The Brutalist nos cuenta la
historia del judío László Toth a lo largo de varias décadas. Comienza con la
llegada de László -después de su liberación en un campo de concentración nazi, finalizada la Segunda Guerra Mundial- a los
Estados Unidos, mediados los años cuarenta del pasado siglo. La cámara se pega a los rostros y
las imágenes son su pegajoso aliento. Invertida veremos la Estatua de la
Libertad. Atrás ha quedado la mujer de László, recluida en otro campo de concentración.
No sabe si ha sobrevivido o no.
En Nueva York László tiene un primo que lo acogerá temporalmente en la trastienda de su tienda de muebles. László es un reconocido arquitecto húngaro y sus obras están presentes en Budapest, pero en su condición de inmigrante, antes y ahora, le están destinados los peores trabajos. Tras un primer encargo con una familia acaudalada la cosa no sale bien y László se emplea en una carbonera; duerme en un albergue y se evade (y subsume) con las drogas.
Quiere la
fortuna que el ricachón local de Pensilvania, Harrison Lee Van Buren, vuelva a
contactarlo. La Fortuna podemos entenderla aquí como una moneda de dos caras.
Harrison apadrina a László, lo emplea, le ofrece un proyecto estimulante (en el que László podrá llevar a cabo su obra más brutalista, atiborrada de cemento) y mueve
los hilos para que László se reúna con su mujer y con su sobrina (la cual veremos cómo más tarde se traslada al reciente estado de Israel, creado en 1948). La otra cara es mucho más
amarga. Harrison tiene un lado oscuro. Es evidente aquí la lucha de clases; esas miguitas que se lanzan a las palomas en los parques es la moneda que Harrison pone en la mano del pordiosero László. László y su lúcida mujer constatan en el correr de los años por tierras americanas que
todo está podrido. Que habitan una ciénaga.
Adrien Brody, en la piel de László,
plasma a la perfección su bajada a los infiernos (ver la película en versión original permite apreciar el esmerado trabajo de Brody en la creación de la lengua inglesa por parte de un inmigrante húngaro; y que según Harrison emplea como un limpiabotas), que no es tal, porque tras su
internamiento en el campo de concentración, su vida parece estar confinada a
una madriguera, a transitar sucesivos pasillos bajo tierra, en donde no parece posible que llegue
la luz de la esperanza, ni del nuevo día.

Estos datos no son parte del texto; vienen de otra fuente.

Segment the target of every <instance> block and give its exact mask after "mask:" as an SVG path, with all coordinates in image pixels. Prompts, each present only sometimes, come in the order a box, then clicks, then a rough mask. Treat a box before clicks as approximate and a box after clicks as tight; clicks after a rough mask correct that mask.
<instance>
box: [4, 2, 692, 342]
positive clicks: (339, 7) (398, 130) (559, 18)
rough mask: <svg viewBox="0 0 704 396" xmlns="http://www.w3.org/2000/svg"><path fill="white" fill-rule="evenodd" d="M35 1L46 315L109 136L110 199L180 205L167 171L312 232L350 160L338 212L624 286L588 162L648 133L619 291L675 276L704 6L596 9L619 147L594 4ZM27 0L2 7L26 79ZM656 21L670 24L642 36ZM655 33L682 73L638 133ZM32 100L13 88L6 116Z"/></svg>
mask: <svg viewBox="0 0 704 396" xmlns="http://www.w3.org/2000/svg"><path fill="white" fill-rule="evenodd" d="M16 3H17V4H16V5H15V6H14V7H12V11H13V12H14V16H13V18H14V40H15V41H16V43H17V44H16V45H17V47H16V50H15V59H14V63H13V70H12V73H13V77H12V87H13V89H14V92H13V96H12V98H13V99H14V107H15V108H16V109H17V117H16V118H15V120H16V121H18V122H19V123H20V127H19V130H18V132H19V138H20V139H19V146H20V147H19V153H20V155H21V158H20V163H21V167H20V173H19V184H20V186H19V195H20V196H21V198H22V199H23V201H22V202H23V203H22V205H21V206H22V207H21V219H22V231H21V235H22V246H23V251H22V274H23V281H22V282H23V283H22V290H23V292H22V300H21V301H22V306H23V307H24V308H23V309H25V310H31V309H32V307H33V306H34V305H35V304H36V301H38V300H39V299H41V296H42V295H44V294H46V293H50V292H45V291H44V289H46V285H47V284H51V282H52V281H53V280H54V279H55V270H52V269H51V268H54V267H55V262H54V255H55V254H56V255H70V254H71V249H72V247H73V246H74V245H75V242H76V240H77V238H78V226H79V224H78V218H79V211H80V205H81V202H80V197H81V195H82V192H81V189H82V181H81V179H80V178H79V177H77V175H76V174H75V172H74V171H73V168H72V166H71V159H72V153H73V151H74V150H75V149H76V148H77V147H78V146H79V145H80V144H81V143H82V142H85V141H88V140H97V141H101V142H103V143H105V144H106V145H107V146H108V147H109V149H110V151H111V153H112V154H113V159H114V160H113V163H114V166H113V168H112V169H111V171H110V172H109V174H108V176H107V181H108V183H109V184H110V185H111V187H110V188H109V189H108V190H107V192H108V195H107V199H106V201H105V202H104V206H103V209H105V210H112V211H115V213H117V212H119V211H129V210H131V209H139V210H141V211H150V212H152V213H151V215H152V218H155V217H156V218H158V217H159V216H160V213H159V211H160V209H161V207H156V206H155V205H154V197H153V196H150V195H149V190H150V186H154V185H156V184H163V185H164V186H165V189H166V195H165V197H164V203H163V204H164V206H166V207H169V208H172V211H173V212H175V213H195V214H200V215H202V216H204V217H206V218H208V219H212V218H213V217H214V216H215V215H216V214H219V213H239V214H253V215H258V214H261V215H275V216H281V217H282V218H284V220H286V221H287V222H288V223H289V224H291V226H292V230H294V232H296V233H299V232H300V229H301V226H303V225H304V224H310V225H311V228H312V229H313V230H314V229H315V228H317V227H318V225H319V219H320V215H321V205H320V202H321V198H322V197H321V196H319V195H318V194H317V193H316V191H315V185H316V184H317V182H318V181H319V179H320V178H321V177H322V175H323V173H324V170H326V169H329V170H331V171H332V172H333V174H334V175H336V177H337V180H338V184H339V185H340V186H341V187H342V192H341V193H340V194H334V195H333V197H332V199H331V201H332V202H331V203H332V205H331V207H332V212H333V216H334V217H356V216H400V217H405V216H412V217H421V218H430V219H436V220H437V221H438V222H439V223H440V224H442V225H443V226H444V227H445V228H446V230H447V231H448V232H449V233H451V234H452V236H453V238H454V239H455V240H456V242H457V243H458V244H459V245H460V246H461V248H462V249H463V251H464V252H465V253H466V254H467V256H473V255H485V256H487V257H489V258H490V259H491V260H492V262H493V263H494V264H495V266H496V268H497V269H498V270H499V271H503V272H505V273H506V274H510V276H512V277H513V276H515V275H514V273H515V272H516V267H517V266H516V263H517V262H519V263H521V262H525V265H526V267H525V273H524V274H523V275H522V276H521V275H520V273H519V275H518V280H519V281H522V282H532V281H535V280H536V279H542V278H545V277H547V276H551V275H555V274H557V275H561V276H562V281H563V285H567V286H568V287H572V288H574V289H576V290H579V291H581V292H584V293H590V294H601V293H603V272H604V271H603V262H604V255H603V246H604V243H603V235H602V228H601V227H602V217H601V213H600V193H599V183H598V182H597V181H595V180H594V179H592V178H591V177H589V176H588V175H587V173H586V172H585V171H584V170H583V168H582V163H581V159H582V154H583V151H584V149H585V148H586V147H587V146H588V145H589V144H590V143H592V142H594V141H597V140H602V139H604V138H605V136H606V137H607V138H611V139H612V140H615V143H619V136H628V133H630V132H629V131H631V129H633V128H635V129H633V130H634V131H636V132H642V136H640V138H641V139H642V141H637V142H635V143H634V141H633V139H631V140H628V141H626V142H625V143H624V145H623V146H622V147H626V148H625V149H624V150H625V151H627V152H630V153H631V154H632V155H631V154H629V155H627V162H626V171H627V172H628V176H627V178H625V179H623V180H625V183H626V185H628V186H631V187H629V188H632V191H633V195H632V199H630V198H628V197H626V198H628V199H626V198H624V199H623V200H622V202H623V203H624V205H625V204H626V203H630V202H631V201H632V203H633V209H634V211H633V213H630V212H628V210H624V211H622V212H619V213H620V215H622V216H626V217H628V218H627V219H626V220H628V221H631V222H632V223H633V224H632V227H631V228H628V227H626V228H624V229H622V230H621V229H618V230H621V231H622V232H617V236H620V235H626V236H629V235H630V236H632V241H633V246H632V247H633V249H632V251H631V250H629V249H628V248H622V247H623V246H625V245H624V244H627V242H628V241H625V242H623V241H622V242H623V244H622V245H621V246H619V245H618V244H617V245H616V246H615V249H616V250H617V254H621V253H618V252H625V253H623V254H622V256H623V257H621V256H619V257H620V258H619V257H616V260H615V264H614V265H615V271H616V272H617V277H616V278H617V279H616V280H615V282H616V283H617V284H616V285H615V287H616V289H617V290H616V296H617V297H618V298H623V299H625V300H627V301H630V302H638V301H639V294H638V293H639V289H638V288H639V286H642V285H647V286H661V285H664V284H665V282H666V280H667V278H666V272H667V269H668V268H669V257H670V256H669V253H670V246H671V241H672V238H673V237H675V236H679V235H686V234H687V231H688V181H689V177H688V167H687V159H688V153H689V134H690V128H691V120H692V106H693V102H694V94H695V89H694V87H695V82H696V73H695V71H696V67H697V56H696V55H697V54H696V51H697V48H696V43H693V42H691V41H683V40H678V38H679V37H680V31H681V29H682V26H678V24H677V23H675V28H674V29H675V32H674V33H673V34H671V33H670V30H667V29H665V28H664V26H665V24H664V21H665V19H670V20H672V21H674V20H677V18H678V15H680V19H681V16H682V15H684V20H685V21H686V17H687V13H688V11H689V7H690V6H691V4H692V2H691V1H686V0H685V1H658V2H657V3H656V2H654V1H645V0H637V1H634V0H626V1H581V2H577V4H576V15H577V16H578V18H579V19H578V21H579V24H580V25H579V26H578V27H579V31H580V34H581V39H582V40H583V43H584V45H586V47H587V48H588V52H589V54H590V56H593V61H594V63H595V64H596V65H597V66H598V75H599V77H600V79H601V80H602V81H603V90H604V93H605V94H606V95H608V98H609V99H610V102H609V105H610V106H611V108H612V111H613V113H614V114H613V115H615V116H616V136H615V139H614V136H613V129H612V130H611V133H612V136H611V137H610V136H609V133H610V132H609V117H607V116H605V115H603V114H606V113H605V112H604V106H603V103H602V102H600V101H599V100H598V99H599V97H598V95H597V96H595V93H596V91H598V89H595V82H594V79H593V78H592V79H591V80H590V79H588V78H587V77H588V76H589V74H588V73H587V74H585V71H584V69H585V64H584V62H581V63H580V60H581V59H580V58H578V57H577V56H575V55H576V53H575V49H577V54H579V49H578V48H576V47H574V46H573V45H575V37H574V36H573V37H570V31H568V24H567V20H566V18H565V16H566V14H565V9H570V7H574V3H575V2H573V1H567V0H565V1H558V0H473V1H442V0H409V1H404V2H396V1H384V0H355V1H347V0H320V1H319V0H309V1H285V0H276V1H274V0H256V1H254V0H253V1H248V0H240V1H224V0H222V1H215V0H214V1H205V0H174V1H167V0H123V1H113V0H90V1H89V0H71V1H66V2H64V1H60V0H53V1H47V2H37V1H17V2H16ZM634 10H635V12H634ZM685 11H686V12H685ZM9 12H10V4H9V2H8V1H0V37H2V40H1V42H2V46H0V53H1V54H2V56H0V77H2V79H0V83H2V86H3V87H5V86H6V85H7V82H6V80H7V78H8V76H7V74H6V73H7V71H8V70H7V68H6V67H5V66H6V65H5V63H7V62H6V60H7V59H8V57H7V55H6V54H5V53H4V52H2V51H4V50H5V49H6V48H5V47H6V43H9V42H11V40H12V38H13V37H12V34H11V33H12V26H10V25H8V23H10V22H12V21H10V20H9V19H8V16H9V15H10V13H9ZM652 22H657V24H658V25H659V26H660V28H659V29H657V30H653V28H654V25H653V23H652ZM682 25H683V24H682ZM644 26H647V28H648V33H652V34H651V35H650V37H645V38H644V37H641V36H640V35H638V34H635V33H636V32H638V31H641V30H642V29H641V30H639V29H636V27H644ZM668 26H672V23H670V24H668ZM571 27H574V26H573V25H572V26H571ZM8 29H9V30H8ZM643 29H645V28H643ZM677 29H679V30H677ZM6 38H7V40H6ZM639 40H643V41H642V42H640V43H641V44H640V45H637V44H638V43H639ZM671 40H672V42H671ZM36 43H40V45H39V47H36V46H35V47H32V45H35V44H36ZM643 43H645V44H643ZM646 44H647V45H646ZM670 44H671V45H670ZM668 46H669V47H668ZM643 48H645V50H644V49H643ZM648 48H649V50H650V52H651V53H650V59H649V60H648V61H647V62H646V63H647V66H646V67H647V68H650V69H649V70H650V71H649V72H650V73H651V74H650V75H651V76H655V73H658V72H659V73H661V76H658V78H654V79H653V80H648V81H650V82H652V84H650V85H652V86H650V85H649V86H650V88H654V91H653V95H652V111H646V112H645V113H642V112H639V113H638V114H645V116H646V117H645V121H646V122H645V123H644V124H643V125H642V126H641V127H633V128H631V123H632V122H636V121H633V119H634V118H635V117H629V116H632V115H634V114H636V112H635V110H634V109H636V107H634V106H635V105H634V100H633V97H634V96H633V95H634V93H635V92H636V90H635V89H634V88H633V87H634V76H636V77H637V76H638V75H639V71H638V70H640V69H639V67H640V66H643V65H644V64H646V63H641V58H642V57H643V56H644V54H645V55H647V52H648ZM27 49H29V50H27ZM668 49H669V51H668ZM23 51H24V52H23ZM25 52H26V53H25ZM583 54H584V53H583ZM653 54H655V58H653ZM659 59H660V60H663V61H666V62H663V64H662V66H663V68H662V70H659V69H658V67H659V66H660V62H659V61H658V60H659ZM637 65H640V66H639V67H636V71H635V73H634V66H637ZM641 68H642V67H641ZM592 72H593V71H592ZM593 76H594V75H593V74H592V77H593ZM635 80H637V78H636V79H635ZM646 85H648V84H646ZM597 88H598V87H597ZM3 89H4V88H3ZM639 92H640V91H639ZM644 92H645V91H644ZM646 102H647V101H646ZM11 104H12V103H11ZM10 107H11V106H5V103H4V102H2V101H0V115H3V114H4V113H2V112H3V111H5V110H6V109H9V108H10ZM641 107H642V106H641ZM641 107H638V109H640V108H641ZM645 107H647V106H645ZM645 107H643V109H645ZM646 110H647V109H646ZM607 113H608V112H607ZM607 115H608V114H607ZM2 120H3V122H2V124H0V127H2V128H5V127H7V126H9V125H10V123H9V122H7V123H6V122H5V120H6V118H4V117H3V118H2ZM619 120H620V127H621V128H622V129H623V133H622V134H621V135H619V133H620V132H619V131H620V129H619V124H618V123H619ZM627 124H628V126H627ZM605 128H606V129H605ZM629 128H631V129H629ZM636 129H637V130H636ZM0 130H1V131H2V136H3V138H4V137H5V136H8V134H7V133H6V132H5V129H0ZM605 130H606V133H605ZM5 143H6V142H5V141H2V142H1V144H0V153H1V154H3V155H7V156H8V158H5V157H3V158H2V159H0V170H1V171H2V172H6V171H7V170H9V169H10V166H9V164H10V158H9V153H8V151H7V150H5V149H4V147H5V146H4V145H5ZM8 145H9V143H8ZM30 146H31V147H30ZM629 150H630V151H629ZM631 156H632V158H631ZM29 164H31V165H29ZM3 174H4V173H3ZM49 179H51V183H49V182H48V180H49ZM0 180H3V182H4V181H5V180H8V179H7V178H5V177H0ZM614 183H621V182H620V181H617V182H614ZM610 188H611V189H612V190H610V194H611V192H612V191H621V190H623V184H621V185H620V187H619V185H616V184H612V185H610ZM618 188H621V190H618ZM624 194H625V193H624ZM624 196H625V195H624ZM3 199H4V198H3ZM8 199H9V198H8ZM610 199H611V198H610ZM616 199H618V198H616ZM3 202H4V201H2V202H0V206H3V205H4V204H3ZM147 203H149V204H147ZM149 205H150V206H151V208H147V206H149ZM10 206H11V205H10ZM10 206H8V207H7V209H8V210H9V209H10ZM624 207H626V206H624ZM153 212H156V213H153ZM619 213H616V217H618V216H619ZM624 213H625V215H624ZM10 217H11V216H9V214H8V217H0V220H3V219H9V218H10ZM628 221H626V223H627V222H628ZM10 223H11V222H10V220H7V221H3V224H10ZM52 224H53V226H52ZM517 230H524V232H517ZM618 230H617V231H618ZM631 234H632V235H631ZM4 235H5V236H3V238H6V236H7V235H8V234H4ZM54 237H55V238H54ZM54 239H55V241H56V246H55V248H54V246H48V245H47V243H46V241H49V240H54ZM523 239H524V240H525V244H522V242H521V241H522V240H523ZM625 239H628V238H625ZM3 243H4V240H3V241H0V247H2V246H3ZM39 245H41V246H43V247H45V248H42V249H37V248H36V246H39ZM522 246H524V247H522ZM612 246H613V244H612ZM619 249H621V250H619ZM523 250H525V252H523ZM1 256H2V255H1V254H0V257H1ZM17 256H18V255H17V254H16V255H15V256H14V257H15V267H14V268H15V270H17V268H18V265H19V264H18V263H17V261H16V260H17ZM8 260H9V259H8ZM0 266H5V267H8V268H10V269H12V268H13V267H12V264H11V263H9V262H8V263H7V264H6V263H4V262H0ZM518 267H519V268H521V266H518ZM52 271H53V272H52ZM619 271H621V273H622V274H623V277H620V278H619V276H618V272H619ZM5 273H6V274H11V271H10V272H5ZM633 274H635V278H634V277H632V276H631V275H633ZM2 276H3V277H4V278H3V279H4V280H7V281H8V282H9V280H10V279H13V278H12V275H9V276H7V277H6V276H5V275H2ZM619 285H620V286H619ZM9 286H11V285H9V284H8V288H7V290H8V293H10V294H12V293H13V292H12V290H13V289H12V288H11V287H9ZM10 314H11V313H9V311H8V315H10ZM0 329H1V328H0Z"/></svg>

László afirma varias veces cuando le preguntan sobre su obra que no hay que explicarla, que su obra es. Algo parecido podríamos pensar acerca de la película de 215 minutos de duración. Pero no es así. Por eso resulta necesario un epílogo que dé sentido a la obra de Toth, con la que logró exorcizar su pasado, incluso trascenderlo y mostrarlo al mundo.